Péguy, journaliste et philosophe 

C’était au cours de l’année 1913. En six mois, au retour d’une marche à Notre-Dame de Chartres, Charles Péguy écrit avec fougue, ferveur et foi un long poème sur la Création qu’il publiera en décembre dans les Cahiers de la Quinzaine.

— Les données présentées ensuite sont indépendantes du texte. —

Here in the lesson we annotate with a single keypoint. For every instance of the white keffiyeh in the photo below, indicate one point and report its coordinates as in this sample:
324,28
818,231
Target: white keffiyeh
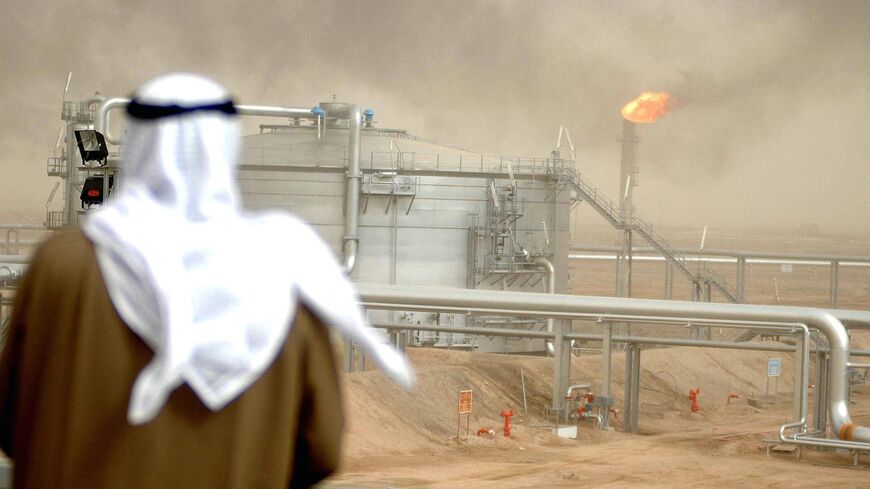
213,290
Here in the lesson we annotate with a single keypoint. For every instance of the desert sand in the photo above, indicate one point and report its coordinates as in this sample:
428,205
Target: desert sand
409,439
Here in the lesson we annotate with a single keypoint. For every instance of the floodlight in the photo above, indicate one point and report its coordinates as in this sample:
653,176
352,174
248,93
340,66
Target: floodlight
92,146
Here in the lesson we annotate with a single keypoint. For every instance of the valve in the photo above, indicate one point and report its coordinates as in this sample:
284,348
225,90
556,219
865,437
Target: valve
506,414
693,396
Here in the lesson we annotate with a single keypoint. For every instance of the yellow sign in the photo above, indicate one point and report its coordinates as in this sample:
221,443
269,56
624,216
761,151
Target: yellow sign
464,402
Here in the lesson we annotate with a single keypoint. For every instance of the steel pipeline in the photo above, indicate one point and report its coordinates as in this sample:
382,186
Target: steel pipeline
569,306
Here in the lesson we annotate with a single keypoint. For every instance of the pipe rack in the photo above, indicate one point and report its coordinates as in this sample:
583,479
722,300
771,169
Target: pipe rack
607,309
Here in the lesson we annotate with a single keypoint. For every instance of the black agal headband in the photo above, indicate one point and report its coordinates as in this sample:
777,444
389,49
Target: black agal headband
139,110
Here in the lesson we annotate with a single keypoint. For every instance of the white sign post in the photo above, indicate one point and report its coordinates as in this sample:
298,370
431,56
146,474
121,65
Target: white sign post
774,368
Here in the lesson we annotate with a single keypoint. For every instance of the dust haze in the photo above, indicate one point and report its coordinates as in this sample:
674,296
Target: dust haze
771,126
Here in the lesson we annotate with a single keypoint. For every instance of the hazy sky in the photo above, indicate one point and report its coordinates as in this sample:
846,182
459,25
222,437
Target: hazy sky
771,127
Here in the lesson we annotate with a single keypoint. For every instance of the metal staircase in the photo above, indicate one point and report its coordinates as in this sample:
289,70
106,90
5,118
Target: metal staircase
604,206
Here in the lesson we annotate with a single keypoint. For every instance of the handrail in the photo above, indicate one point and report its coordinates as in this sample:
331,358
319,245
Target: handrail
377,296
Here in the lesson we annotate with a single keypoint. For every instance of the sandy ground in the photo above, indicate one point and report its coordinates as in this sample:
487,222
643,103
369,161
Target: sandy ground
409,439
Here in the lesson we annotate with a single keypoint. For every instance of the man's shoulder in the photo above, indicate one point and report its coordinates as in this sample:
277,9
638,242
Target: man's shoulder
62,250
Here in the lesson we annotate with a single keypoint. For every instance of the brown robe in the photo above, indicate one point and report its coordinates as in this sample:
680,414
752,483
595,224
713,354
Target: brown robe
65,380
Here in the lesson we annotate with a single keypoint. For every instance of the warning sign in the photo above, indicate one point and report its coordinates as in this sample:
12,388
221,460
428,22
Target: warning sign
773,367
464,402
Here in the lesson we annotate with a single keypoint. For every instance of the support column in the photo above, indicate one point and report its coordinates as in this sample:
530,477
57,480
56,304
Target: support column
820,401
559,374
669,280
607,362
635,386
348,355
741,279
801,377
626,397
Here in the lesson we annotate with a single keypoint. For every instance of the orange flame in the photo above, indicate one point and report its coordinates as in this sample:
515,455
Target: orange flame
648,107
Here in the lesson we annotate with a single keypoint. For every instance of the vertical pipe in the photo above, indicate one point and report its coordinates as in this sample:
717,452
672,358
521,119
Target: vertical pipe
607,361
551,289
626,397
348,354
799,379
606,354
351,211
822,393
817,401
635,387
558,345
741,279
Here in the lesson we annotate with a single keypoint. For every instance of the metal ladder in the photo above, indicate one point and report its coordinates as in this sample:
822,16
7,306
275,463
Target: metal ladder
604,206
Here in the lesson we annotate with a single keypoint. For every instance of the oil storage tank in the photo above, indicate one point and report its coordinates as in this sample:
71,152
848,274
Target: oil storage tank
429,213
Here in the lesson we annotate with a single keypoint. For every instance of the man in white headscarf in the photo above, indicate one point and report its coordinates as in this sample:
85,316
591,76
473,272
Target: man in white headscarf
176,340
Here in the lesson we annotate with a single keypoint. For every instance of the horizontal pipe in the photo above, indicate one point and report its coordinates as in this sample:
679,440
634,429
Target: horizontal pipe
569,306
640,340
17,259
24,227
732,253
102,124
544,263
572,387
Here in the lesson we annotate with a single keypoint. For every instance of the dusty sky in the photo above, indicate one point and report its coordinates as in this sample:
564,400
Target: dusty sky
771,128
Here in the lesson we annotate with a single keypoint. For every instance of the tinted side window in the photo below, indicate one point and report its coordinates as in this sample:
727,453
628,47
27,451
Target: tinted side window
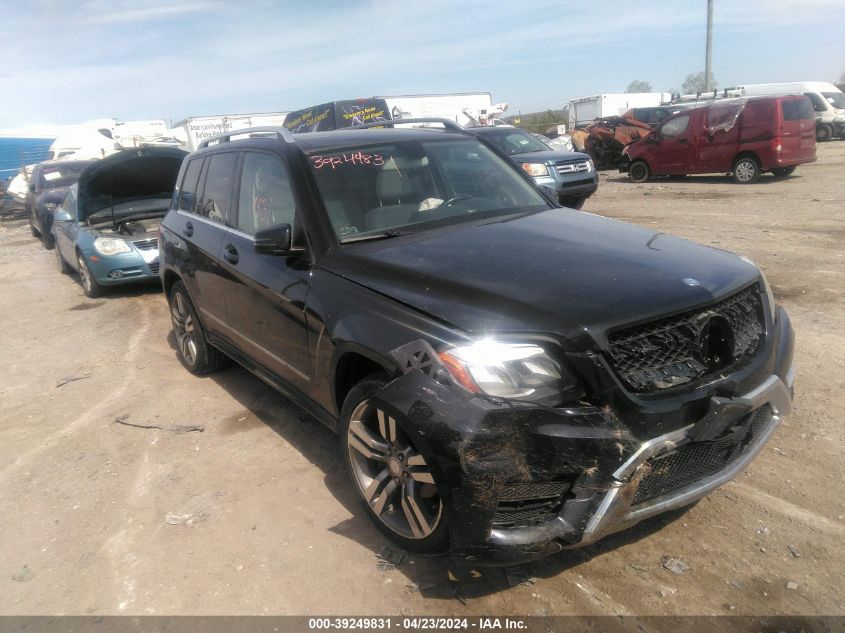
675,127
790,110
188,192
217,194
69,204
805,110
265,196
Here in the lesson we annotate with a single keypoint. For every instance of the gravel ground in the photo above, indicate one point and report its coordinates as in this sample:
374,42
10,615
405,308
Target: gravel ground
253,515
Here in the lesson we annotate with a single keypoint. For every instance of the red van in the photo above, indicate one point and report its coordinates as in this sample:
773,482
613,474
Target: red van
745,137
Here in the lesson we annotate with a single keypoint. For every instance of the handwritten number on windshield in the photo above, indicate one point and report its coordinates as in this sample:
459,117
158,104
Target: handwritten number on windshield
355,158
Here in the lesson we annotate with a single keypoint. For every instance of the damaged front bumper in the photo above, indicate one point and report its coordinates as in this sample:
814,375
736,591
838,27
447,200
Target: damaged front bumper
521,481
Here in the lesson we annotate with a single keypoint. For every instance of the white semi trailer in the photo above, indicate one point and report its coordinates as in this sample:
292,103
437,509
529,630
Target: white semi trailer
586,109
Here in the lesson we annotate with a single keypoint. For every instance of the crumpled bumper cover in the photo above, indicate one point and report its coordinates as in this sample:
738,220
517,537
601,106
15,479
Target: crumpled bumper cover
480,448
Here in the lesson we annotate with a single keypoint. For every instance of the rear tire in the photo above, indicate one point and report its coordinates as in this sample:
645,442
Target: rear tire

Ce poème, si long qu'il est un livre à lui seul, je ne vous en propose qu'une infime partie, celle relative au rangement. Que c'est beau ! Il y a quelques années, ma soeur Pascale qui en connaît une grande partie par coeur (moi, un tout petit peu...) m'en a recopié un passage d'une belle écriture à la plume, sur des panneaux de papier que j'ai affichés à Lannois. 

Eve Charles Peguy à prix bas - Promos neuf et occasion | Rakuten

   Vous pouvez lire l'intégral du poème ici. 

 

                          ¨¨¨¨¨¨¨¨¨¨¨¨

Et vous seule vivace et seule industrieuse,
Vous vous dépensez toute, ô seule besogneuse,
À laver la vaisselle et ranger la maison.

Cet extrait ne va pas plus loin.